With the mountaineer's
deathless instinct for greeting, she was first to speak.
"Howdy," she breathed softly. "I--I was looking for--I got you--"
She fell silent again, still regarding him, and fumbling blindly at the
cover of the basket.
"Well--aren't you lost?" inquired Stoddard with a rather futile
assumption of surprise. He was strangely moved by the direct gaze of
those clear, wide-set gray eyes, under the white brow and the ruffled
coronet of bright hair.
"No," returned Johnnie gently, literally. "You know I said I'd come up
here and get those moccasin flowers for you this morning. This is my
road home, anyhow. I'm not as near lost on it as I am at a loom, down in
the factory."
Stoddard continued to stare at the hand she had laid on the car.

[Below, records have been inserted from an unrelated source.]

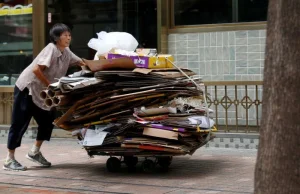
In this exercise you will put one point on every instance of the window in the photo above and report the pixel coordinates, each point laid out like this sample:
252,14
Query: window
197,12
15,39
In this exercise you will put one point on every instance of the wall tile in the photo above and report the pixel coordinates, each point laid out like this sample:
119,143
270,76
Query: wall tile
241,41
172,37
207,39
181,37
219,39
253,33
213,39
193,36
181,58
181,44
241,34
252,41
193,43
254,56
241,49
225,39
201,40
193,51
193,57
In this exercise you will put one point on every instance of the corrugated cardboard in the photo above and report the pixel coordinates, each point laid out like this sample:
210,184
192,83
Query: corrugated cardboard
160,133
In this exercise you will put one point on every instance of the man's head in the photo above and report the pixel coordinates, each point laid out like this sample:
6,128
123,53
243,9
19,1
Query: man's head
60,35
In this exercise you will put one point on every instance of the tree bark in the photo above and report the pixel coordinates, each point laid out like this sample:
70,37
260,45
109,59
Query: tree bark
278,162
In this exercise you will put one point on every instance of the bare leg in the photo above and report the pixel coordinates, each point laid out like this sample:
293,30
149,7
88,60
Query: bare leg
10,154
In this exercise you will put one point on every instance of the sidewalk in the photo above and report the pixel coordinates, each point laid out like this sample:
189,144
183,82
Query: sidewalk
209,170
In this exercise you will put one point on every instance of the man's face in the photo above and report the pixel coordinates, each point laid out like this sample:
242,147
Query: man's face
64,39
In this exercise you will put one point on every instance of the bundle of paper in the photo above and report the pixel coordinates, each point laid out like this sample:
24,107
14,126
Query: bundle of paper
139,111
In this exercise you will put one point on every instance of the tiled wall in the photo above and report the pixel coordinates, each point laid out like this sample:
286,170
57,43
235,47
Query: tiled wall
224,56
219,56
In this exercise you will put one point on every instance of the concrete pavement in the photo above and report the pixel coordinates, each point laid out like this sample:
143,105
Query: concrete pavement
209,170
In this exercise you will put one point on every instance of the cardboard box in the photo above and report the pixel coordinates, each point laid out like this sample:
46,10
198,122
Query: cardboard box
154,62
160,133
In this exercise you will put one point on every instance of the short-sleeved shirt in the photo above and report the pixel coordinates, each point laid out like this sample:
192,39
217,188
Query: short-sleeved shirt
57,64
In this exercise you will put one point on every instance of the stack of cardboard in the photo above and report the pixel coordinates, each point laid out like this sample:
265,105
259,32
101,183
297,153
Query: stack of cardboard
140,111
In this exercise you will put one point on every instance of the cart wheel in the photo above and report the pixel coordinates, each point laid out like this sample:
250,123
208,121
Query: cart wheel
113,164
130,161
164,162
148,166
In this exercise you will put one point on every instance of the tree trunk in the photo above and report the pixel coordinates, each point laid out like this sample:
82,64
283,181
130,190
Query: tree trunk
278,162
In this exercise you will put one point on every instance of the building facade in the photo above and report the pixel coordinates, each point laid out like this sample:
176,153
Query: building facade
221,40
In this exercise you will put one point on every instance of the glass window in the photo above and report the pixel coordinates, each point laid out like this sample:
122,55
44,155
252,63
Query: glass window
15,39
197,12
194,12
252,10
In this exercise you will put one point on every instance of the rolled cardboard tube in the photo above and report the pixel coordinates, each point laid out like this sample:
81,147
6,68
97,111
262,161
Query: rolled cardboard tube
49,102
55,100
50,93
104,64
60,100
43,94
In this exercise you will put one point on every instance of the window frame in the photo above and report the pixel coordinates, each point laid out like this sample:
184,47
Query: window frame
235,26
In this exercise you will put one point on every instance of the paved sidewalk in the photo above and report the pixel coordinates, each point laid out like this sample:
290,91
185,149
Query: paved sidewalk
209,170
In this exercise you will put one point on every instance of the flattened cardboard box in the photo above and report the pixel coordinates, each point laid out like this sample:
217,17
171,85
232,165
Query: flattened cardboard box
160,133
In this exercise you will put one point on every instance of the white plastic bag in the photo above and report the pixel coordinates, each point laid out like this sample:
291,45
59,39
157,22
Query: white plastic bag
113,40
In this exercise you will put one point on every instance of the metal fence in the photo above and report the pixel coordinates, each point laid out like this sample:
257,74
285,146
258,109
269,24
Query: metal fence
237,105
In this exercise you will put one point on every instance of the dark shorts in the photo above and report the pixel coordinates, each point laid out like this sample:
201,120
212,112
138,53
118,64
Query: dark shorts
23,110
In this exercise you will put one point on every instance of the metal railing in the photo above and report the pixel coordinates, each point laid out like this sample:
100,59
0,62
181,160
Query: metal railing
237,105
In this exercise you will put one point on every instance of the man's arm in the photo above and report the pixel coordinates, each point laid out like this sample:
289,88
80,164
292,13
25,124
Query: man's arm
38,70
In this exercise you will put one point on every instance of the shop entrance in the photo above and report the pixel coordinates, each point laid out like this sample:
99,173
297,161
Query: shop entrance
87,17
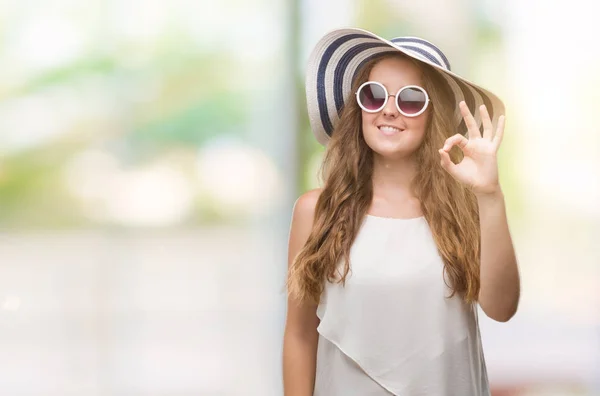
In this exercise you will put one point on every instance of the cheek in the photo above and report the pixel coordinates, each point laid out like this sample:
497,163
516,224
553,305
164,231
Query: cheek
367,119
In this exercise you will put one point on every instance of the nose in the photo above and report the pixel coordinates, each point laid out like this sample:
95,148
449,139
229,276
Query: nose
390,110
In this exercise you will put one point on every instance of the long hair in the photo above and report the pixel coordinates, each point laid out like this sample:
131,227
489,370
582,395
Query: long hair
347,169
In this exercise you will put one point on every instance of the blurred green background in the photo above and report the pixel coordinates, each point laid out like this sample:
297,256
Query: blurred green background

"It'll be an awfully long walk for you," he said at last, choosing his
words with some difficulty. "Won't you get in and let me take you up to
the spring?"
Johnnie laughed softly, exultantly.
"Oh, I picked your flowers before day broke. I'll bet there have been a
dozen boys over from Sunday-school to drink out of that spring before
this time. You wouldn't have had any blooms if I hadn't got up early."
Again she laughed, and, uncovering the orchids, held them up to him.
"These are beauties," he exclaimed with due enthusiasm, yet with a
certain uneasy preoccupation in his manner.